Lloyds Bank has issued a warning after new research revealed that nearly a quarter (24%) of UK adults believe all their savings are tax-free, regardless of the type of account and the amount saved. This misconception could be costing people the chance to earn tax-free growth and returns on their savings or investments.
Currently, people in the UK can save and invest up to £20,000 tax-free each year in an ISA (Individual Savings Account). Holding money outside of an ISA means missing out on these benefits. Despite 86% of people claiming to know an ISA, 55% couldn’t identify the current ISA allowance, and 23% of ISA holders hadn’t made any contributions this tax year.
Interest earned on non-ISA accounts is subject to tax. Basic-rate taxpayers can earn up to £1,000 in interest tax-free, while higher-rate taxpayers have a £500 allowance.
Additional-rate taxpayers are taxed on all interest earned outside of tax-free accounts.

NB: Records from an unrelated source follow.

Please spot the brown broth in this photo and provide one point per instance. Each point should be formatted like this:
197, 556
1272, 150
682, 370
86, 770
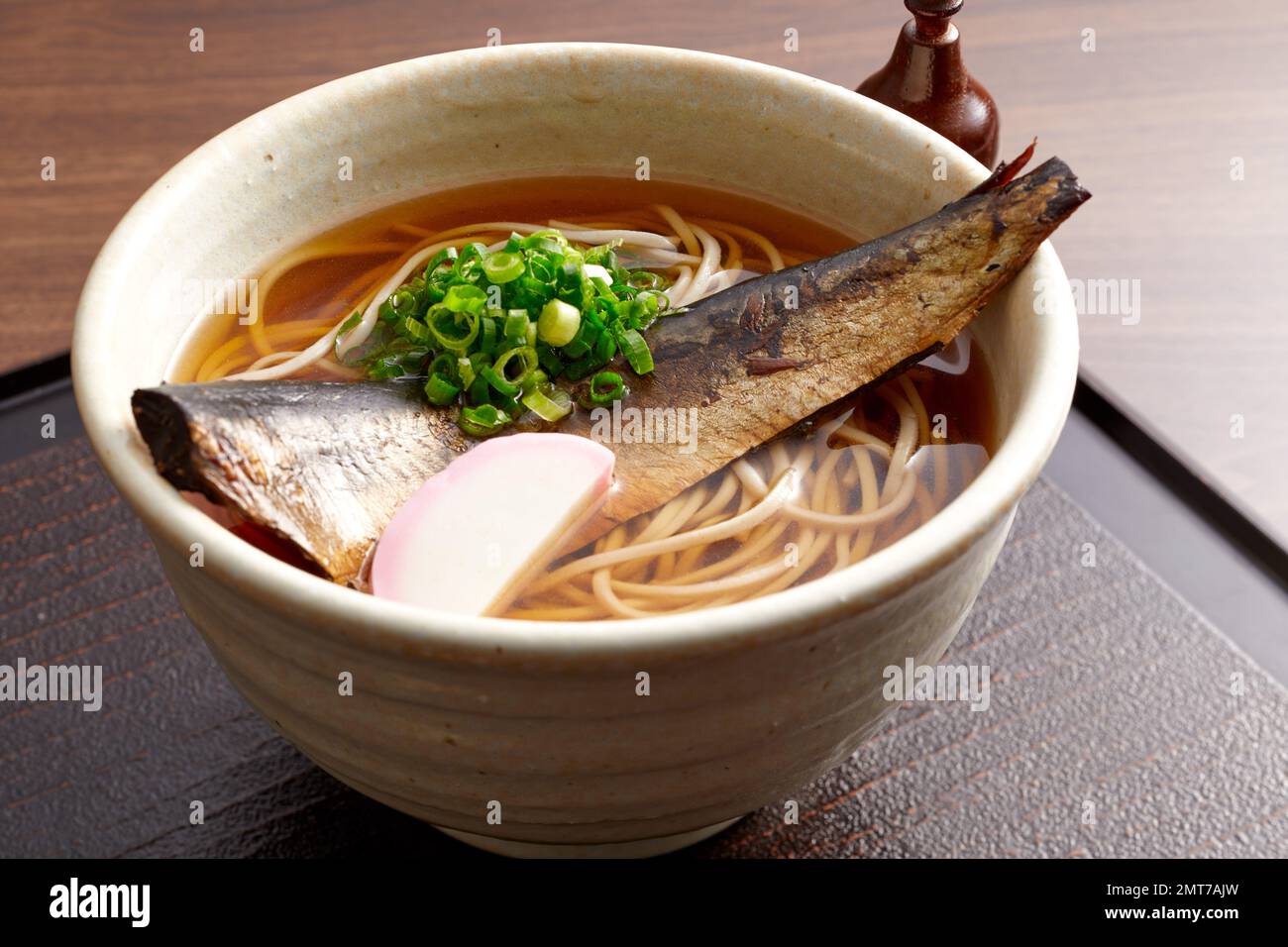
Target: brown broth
330, 287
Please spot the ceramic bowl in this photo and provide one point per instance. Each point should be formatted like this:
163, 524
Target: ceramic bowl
531, 737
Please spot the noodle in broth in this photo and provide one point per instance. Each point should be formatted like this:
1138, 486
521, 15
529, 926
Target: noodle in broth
818, 499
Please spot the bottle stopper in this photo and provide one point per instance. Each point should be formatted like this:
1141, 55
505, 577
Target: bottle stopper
926, 80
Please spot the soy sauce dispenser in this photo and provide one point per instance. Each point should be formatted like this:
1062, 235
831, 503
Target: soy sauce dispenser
925, 78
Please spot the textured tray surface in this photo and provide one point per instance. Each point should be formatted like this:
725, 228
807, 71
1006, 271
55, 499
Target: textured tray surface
1109, 697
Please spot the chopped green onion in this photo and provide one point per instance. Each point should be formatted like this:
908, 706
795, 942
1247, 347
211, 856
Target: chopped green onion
465, 298
516, 326
636, 351
439, 390
502, 266
483, 420
492, 330
548, 408
445, 326
498, 381
558, 322
605, 388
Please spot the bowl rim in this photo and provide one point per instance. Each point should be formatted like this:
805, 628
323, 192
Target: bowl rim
391, 626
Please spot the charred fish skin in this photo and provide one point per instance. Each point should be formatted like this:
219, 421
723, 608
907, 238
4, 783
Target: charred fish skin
848, 320
326, 464
323, 464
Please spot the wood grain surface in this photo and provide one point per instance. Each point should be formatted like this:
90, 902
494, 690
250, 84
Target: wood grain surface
1151, 121
1111, 699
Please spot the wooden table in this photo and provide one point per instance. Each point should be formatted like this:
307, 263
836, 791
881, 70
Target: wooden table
1111, 699
1151, 121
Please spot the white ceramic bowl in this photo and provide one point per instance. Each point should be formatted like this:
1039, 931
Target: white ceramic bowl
450, 715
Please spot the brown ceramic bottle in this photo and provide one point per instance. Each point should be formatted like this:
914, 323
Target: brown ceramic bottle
926, 80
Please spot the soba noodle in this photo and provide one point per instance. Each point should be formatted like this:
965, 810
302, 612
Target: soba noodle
793, 510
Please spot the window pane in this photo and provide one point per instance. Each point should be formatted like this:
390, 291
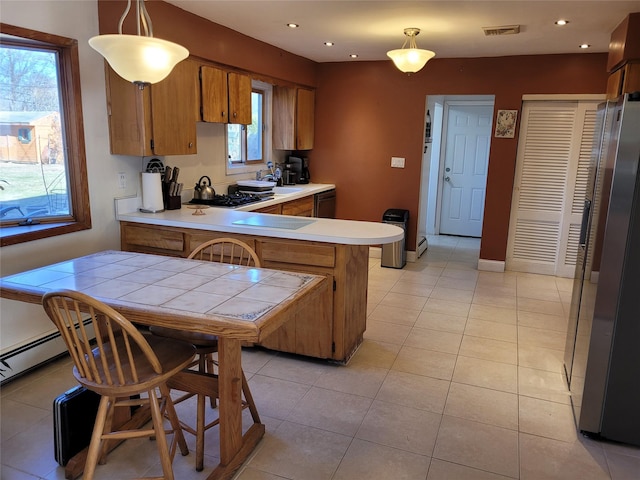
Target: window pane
254, 131
234, 143
33, 167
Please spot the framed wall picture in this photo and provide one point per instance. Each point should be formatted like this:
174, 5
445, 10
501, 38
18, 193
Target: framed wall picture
506, 123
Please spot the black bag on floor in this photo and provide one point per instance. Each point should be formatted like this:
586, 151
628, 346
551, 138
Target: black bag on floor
74, 413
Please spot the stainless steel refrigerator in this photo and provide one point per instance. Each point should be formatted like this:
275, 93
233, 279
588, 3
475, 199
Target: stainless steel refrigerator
602, 355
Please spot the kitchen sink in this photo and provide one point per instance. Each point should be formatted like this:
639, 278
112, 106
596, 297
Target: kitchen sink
286, 190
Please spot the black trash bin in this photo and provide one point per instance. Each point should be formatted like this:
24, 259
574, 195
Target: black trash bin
394, 254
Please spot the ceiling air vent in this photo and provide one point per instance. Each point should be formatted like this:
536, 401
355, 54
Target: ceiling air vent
503, 30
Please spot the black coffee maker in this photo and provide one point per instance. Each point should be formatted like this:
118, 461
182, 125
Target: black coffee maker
305, 176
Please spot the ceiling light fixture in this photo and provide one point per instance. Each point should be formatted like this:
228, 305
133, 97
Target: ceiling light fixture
412, 59
140, 59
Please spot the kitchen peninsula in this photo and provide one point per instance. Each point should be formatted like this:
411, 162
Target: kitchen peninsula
330, 327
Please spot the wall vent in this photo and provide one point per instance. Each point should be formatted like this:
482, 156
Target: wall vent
503, 30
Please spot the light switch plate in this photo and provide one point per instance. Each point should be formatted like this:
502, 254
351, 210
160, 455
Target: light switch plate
397, 162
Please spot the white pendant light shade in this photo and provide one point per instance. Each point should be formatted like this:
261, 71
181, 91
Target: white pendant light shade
139, 59
412, 59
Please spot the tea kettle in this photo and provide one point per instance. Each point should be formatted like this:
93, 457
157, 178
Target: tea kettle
204, 191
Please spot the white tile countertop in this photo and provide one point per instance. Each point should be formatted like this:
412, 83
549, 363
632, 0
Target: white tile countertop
243, 221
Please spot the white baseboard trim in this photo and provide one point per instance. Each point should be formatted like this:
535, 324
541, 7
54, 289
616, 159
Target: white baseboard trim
490, 265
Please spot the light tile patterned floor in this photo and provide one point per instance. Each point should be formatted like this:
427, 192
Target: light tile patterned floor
459, 377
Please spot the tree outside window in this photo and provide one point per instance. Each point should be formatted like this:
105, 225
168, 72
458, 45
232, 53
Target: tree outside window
245, 143
43, 178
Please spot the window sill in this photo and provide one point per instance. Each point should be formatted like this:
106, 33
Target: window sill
12, 235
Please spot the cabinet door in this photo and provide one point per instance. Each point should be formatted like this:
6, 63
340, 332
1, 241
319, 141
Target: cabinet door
129, 115
284, 100
239, 98
215, 99
305, 109
175, 110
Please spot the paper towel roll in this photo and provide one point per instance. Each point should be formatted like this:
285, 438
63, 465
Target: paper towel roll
152, 192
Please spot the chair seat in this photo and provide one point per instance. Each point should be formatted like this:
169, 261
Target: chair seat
174, 355
200, 340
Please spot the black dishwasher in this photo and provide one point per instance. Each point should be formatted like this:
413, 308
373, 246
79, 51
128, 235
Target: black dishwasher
325, 204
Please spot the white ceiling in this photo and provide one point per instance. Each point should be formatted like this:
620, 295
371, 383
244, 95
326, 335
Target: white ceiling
450, 28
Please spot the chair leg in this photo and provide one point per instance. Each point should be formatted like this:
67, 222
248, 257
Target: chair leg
108, 428
249, 399
200, 421
93, 453
173, 419
161, 439
210, 366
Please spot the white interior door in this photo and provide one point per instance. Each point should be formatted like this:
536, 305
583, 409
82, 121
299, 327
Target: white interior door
464, 173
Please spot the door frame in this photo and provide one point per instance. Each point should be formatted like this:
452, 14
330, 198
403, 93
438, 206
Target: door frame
433, 158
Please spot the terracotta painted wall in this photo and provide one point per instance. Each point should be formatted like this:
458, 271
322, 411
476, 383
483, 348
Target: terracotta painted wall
367, 112
211, 41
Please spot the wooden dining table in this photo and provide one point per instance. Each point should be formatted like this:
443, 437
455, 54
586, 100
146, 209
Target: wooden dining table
236, 303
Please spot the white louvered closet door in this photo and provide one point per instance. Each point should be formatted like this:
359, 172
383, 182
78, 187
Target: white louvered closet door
552, 169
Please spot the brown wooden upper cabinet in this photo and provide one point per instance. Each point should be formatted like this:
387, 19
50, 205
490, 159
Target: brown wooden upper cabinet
226, 96
293, 113
158, 120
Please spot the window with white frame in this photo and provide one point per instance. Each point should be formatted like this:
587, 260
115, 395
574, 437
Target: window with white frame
249, 145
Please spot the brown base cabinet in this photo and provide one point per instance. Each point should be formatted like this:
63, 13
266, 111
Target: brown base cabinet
331, 327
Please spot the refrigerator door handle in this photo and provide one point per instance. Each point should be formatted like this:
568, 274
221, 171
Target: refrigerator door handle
585, 222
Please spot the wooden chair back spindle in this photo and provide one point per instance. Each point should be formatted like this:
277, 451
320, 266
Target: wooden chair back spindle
117, 341
226, 250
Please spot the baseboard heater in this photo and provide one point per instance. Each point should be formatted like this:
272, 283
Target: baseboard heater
422, 246
28, 357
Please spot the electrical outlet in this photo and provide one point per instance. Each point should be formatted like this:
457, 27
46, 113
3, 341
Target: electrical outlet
397, 162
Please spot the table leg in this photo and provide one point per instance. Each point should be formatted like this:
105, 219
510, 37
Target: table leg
230, 389
235, 447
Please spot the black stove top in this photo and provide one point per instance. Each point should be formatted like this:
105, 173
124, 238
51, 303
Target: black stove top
231, 201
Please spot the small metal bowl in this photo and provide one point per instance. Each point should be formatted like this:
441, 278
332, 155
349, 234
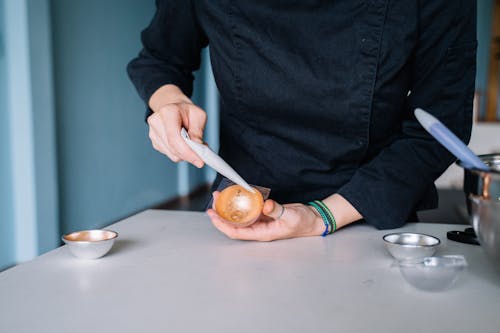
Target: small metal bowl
432, 273
90, 244
408, 245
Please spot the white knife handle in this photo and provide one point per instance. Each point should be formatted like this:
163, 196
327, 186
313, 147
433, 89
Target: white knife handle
215, 161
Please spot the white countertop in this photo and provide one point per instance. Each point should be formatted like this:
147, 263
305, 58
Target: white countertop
172, 271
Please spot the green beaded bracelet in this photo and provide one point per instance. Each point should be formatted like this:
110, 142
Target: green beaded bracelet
324, 215
330, 215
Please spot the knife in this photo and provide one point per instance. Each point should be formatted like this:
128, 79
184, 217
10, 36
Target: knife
449, 140
215, 161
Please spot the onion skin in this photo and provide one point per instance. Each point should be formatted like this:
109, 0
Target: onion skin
239, 207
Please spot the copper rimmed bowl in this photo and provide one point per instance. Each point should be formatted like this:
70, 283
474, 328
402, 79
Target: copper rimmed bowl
90, 244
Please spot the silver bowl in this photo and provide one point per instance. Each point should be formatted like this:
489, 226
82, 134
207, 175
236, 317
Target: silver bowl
90, 244
432, 273
409, 245
485, 219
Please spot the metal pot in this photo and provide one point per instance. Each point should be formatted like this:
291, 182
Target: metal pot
485, 218
482, 193
480, 183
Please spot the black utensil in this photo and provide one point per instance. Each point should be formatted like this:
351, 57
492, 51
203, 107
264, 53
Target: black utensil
467, 236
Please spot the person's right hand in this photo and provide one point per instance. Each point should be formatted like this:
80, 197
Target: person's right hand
165, 130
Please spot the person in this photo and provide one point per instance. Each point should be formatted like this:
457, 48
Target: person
316, 101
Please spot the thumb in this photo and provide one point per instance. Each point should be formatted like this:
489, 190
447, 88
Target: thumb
197, 121
273, 209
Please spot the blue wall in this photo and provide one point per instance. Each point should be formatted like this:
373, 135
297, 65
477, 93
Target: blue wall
484, 17
107, 167
6, 227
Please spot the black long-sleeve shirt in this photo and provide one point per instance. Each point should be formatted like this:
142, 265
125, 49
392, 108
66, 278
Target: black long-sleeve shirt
317, 97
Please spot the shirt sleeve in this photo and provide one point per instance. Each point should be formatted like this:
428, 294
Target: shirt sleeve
391, 186
171, 51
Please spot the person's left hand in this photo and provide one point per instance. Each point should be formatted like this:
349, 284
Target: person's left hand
277, 222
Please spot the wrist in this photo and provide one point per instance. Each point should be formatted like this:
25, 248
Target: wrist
165, 95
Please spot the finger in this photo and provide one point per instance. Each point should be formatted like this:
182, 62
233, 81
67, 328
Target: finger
197, 120
259, 231
273, 209
172, 123
215, 195
160, 146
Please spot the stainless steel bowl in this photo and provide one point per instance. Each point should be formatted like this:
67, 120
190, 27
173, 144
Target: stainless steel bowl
432, 273
485, 219
90, 244
409, 245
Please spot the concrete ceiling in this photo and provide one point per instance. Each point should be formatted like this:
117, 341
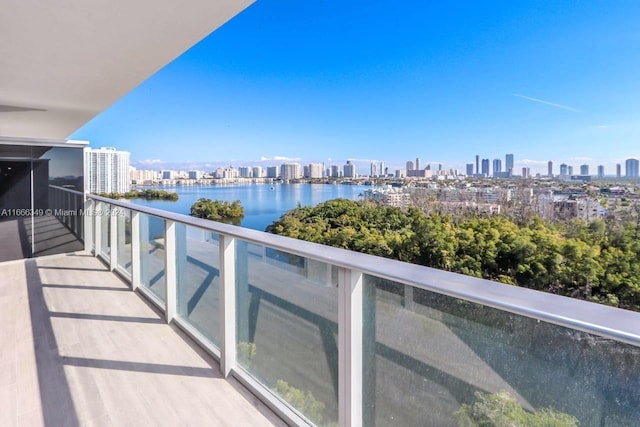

Simon Caddick, savings director at Lloyds Bank, said: “If savings are held in a ‘regular’ savings account, then tax is due on interest above the saver’s personal savings allowance. That means different things for different people – for every £100 of interest earned over the personal savings allowance, a basic rate taxpayer will pay £20 in tax, while a higher rate taxpayer it’s £40. Over time the tax bill can add up.”
Due to these frozen personal allowance thresholds and higher interest rates currently on offer, more than 800,000 more savers could be pulled into paying tax on their savings this year, according to research from Shawbrook Bank.
With the tax year ending on April 5, 2025, Lloyds is encouraging people to maximise their ISA allowance – or lose it.
Mr Caddick said: “We’re passionate about empowering people to take control of their finances. It’s key that people feel they have the knowledge to make good, solid financial decisions – particularly as there are lots of options for different savings needs. Our message is simple as we approach the end of this tax year – think ‘ISA first’ to avoid losing money from your hard-earned savings. It’s a great way to start and build a savings pot for up to £20,000 each tax year, and, crucially, it’s tax-free.”
Lloyds’ research also highlighted barriers preventing people from using ISAs. The most common reasons were not having enough money to save (55%), believing ISAs lock money away (15%), and thinking ISAs are too complicated (12%).
Concerns about stocks and shares ISAs included the fear of losing money (61%) and not knowing enough about saving in this way (29%).
However, Lloyds reassured savers that opening an ISA is simple, with options starting from just £1, and that Cash ISAs offer flexibility, with instant access or fixed-term savings options.
The five types of ISA
Currently, there are five different types of ISA people can invest in: Cash; Stocks and Shares; Innovative Finance; Lifetime, and Junior.
Cash ISA
Mr Caddick said: “This is a popular ISA, offering lower growth and lower risk, but the balance is secure. There are also lots of options available – if savers can lock their money away for year and won’t withdraw funds, higher rates are available.”
Stocks and shares ISA
Savers looking for higher returns and willing to take on more risk could consider investing in a stocks and shares ISA.
Mr Caddick said: “These allow savers to hold a range of investments, with any income or gains made free from UK income tax and capital gains tax. Investing in a stocks and shares ISA for at least five years helps smooth out market movements.”
However, he added: “It’s worth remembering that investments can go down as well as up. Most providers offer stocks and shares ISAs – including Lloyds Bank through Ready Made Investments. People can either choose from three different levels of risk based on what they feel comfortable with, or pick their own investments while managing their own level of risk.”
Innovative finance ISA
Mr Caddick said: “We get a little more niche with this one – in simple terms, an innovative finance ISA is where savers can invest in peer-to-peer lending and crowdfunding projects.
“It’s much riskier than the likes of a cash ISA or stocks and shares ISA but returns are likely to be higher.”
Lifetime ISAs
Lifetime ISAs have existed since 2017 and are designed to help people save for their first home or retirement. Savers could earn a Government bonus of 25% on their savings, but they can only use part of their ISA allowance each tax year.
Other terms must be met to make withdrawals penalty-free. For example, the property purchased cannot exceed £450,000. It’s important to understand all these terms before investing in a Lifetime ISA.
Junior ISAs
Finally, the Junior ISA is available to save for children and can be a great way to help them get into a savings habit.
Mr Caddick said: “There’s an annual savings limit of £9,000, but they’re exempt from the individual £20,000 savings limit, meaning a saver could max out their personal annual allowance and still save into the junior account for their child on top.”
However, Britons may need to act fast to make the most of the more generous thresholds, as the current ISA allowances could be under threat.
The Treasury is reportedly considering ways to reform the tax-efficient savings tool, and one controversial suggestion is to slash the tax-free allowance to £4,000 per year.
Lobbyists have also been calling for the scraping of cash ISAs altogether to divert more money into stocks and shares ISAs and investments that would benefit the wider economy.
If any changes are to go ahead, Chancellor Rachel Reeves will announce them during her spring statement on March 26.